Toda a sua vida foi dominada pela luta entre duas
tendências radicalmente opostas: de um lado, sua necessidade espiritual de
ascese e de pureza, de outro, o apelo às necessidades da carne e aos prazeres
mundanos. Isso o levou à ruptura de seu noivado com Regina Olsen, em 1841,
acontecimento que influenciaria toda a sua obra posterior. A marca desse
impasse entre o corporal e o espiritual transparece em sua obra de forma
radical, já que Kierkegaard alternava obras de cunho religioso ( até mesmo sermões) com ensaios literários e
filosóficos.
Boa parte dessas obras foram publicadas com
pseudônimos ( Johannes Climacus, Victor Eremita, Anticlimacus...) aos quais
Kierkegaard, como brilhante escritor, conseguia conferir personalidades
próprias. Para ele, o grande tema da problematização é a relação entre o homem
e Deus. Essa relação é individual e pessoal, já que a fé seria algo interno.
Kierkegaard questiona o sistema dos hegelianos e
utiliza a maiêutica socrática de modo realmente original. Sua maneira de levar
a sério os fenômenos negativos, como tédio, angústia e desespero, sua constante
busca do sentido da vida e de qual papel sua existência individual deveria
desempenhar (sua vocação nesta existência), mais o seu esforço por impedir as
fugas da existência representadas pelo romantismo alienado e pelo idealismo sem
compromisso com a realidade moral fazem deste escritor especulativo o que se
poderia chamar um filósofo da
existência, herdeiro de Sócrates, Agostinho e Pascal.
Antecipou, de fato, em muitos pontos, o pensamento
de Heidegger, embora sua presença esteja mais explicitada em Jaspers.
Impossível não perceber sua presença em Sartre (até no uso da literatura e do teatro, ou
na panfletagem nas ruas nos últimos tempos), mas também foi marcante para
Adorno, com sua defesa do não idêntico,
e para o próprio Wittgenstein.
Na
literatura, é companheiro de Dostoievski, Kafka e Camus e, no século XX,
é muito aproveitado, pelo suíço Max Frisch, que explora muitos de seus temas.
Na teologia, sua marca em Karl Barth é bastante conhecida, mas vale a pena
descobri-la também no coração do pensamento de Paul Tillich ( orientador,
aliás, da tese de Adorno sobre Kierkegaard).

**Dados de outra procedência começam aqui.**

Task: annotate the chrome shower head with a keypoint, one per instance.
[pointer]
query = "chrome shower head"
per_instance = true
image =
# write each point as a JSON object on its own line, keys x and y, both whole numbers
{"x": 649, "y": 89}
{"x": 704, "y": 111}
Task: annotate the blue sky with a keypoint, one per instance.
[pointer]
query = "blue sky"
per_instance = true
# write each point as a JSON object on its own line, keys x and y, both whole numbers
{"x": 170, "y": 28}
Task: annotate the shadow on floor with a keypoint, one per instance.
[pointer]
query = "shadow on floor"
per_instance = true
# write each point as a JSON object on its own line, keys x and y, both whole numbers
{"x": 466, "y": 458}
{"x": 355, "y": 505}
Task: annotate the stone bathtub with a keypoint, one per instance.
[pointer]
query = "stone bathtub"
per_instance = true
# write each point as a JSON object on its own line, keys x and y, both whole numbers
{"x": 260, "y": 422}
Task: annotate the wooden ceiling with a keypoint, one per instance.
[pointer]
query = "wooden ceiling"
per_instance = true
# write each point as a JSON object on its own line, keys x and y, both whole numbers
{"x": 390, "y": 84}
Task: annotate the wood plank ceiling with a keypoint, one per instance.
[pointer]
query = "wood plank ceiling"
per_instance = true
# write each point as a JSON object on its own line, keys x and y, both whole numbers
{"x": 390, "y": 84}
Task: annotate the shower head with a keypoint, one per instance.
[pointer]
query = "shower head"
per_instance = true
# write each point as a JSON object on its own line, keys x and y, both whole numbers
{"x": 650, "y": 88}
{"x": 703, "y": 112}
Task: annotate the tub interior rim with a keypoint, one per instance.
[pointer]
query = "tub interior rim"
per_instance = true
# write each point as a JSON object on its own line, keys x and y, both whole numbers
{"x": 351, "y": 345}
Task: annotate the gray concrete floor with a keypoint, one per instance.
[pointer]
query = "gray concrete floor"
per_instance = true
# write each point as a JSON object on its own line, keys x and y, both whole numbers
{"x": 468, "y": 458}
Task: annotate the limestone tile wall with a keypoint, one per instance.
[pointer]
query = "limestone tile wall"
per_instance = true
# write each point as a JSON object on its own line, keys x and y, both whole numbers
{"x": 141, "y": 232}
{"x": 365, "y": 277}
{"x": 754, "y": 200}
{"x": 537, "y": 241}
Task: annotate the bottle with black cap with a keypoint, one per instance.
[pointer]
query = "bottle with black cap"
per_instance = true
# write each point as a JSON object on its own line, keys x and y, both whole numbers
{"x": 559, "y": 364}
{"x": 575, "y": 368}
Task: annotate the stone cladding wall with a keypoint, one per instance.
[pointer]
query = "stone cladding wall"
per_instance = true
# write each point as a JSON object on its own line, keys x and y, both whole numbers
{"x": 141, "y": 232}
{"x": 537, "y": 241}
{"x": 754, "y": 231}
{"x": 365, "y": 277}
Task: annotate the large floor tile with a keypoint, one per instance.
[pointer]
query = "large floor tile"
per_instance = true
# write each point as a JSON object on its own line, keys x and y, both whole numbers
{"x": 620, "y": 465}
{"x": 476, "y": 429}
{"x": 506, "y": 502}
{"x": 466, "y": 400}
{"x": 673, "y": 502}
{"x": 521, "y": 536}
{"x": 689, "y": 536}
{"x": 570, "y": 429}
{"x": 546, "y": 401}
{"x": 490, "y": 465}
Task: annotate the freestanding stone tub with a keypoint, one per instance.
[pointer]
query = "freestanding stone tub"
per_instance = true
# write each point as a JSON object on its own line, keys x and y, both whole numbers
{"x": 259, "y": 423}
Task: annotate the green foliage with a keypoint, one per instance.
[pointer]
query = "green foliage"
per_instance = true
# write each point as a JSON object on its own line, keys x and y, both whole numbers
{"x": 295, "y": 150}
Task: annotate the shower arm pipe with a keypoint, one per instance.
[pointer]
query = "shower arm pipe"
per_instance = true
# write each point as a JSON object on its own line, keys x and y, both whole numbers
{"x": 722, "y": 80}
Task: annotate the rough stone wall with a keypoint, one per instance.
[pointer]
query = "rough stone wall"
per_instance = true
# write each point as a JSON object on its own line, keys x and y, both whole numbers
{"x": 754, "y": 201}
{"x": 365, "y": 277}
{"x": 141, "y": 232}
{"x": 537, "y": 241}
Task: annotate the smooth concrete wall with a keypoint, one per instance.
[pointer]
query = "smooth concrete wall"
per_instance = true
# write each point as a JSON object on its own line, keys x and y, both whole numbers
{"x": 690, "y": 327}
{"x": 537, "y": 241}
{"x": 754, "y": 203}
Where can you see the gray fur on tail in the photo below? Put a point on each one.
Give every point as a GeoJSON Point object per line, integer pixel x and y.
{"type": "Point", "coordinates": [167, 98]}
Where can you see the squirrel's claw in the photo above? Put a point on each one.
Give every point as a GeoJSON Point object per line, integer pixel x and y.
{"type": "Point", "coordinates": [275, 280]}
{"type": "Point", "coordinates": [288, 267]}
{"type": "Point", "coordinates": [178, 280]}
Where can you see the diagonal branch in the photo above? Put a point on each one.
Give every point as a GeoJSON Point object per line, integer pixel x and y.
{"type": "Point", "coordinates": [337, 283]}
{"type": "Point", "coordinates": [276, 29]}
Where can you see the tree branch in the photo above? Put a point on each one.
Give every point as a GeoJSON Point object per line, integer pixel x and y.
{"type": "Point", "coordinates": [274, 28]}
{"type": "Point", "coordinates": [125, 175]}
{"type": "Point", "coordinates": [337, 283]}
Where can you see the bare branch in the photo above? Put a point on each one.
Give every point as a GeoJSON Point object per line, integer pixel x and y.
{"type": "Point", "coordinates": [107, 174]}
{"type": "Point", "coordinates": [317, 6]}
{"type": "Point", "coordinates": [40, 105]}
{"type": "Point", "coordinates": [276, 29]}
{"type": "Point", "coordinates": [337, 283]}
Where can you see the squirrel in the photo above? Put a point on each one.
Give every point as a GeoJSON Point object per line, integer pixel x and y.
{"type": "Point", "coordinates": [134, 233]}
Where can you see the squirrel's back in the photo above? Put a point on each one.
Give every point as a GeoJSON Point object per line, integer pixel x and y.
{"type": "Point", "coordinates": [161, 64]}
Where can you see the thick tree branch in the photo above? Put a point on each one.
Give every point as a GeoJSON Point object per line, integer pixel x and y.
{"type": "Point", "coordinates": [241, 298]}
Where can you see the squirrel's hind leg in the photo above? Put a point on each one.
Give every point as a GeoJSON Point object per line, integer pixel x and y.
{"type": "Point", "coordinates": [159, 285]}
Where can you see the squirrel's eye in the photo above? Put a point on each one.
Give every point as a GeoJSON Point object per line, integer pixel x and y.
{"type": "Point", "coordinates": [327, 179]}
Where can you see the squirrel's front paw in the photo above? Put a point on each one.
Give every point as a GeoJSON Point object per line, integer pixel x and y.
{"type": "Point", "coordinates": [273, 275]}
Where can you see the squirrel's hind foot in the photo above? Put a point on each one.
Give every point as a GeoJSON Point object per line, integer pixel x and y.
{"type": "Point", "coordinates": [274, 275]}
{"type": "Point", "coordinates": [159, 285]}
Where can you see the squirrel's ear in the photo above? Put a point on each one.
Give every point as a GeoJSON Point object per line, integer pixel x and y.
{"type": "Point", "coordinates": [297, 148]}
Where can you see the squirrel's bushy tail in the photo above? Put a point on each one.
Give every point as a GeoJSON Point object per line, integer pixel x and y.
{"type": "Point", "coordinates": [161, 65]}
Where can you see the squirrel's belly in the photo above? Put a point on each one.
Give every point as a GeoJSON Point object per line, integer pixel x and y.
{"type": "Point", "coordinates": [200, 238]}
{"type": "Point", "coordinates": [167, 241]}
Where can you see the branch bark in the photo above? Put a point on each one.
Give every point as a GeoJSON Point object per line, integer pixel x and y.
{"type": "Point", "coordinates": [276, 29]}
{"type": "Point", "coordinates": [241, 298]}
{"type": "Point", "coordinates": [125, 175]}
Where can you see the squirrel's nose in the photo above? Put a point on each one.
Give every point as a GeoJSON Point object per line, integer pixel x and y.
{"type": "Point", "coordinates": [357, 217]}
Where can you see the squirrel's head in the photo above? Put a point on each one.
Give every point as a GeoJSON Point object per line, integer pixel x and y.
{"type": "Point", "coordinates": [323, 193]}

Tendo escrito sempre em sua língua natal, a fortuna
de sua obra dependeu das traduções, nem sempre fiéis. Na Alemanha, penetrou
através de pastores em conflito com suas igrejas; na França foi lido como o
grande esteta sedutor, de literatura de salão, até Tisseau traduzi-lo todo. No
Japão, sua obra chegou junto com a de Heidegger, desde os anos 1930, e teve um
papel de formação das consciências, inclusive apoiando mártires cristãos. Nos
Estados Unidos, onde há pouco Howard e Edna Hong completaram a tradução de suas
obras para o inglês, consegue aproximar magistralmente os temas da filosofia
com os da religião.
No Brasil, vem sendo cada vez mais lido, à medida
que surgem traduções mais fiéis aos seus textos originais. Entre nós, seu
método irônico e sua comunicação indireta despertaram grande interesse, de modo
que as formas de seu discurso (o “como se diz”) importam tanto quanto o
conteúdo das obras com pseudônimos, das assinadas por ele e também dos volumes
dos diários (“o que ele disse”). Para a ironia, a questão é saber “ o que o
autor queria dizer”.
II – Os Estádios da existência
Para Kierkegaard o homem nasce com corpo e alma e,
aos poucos, durante sua existência, através de suas escolhas, vai construindo o
Espírito. “A verdade é a subjetividade”, não se escapa desta que é, para o
indivíduo, sua própria medida e significação.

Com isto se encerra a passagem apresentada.